Just a note: If by "standardize the data", you mean mean 0 and stdev 1, that won't guarantee that all values wil be between -1 and 1; only 68% of values in a normal distribution are between -σ and σ.
In your x
array, 85 is a very clear outlier, which is why the corresponding value is greater than 1. Also note that having such large outliers will badly skew your stdev calculation.
Note that making a copy of x
inside the function does not help you in any way. Because of you call x
as an argument of the function, any changes made to x
only apply within the function and the global x
does not change unless you use the function to overwrite the global x
(e.g. x = my_func(x)
).
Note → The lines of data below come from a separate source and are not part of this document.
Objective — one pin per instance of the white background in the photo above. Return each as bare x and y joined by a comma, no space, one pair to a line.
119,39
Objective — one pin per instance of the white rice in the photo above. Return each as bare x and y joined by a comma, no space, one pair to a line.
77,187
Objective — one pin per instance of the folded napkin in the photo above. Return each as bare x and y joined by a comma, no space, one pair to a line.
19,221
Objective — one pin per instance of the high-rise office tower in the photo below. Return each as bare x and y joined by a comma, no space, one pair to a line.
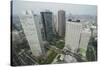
61,22
46,18
84,40
72,35
32,33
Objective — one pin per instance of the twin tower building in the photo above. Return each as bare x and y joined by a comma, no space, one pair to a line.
40,28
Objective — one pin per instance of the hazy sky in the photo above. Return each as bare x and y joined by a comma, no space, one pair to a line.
37,7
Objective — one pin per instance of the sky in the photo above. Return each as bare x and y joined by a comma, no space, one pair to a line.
37,7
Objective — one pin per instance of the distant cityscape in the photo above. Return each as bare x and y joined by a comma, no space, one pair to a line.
48,38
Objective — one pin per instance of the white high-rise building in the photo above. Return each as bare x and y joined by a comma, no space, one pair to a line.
72,35
32,33
84,40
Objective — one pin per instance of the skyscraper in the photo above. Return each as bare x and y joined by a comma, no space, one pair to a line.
84,40
72,35
32,33
61,22
46,18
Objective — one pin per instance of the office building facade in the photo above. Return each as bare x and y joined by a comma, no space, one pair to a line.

Your function's local scope also mean that the copy of x
made within the function disappears once the function has been used.
If you're trying to get all values between 0 and 1, you can do this instead:
def standardize_x(x):
x -= np.mean(x)
# The following 2 lines make the distance between min(x) and max(x) 1.
# In the example, this makes the new range between -0.2 and 0.8.
x /= (np.amax(x) - np.amin(x))
x -= np.mean(x)
# Move x up to start at 0, multiply by 2 so that range is from 0 to 2,
# then subtract 1 so new minimum is -1 and new maximum is 1.
x = 2*(x - np.amin(x)) - 1
return x
# This will not overwrite the original x array.
standardized_x = standardize_x(x)
Let me know if anything needs clarification.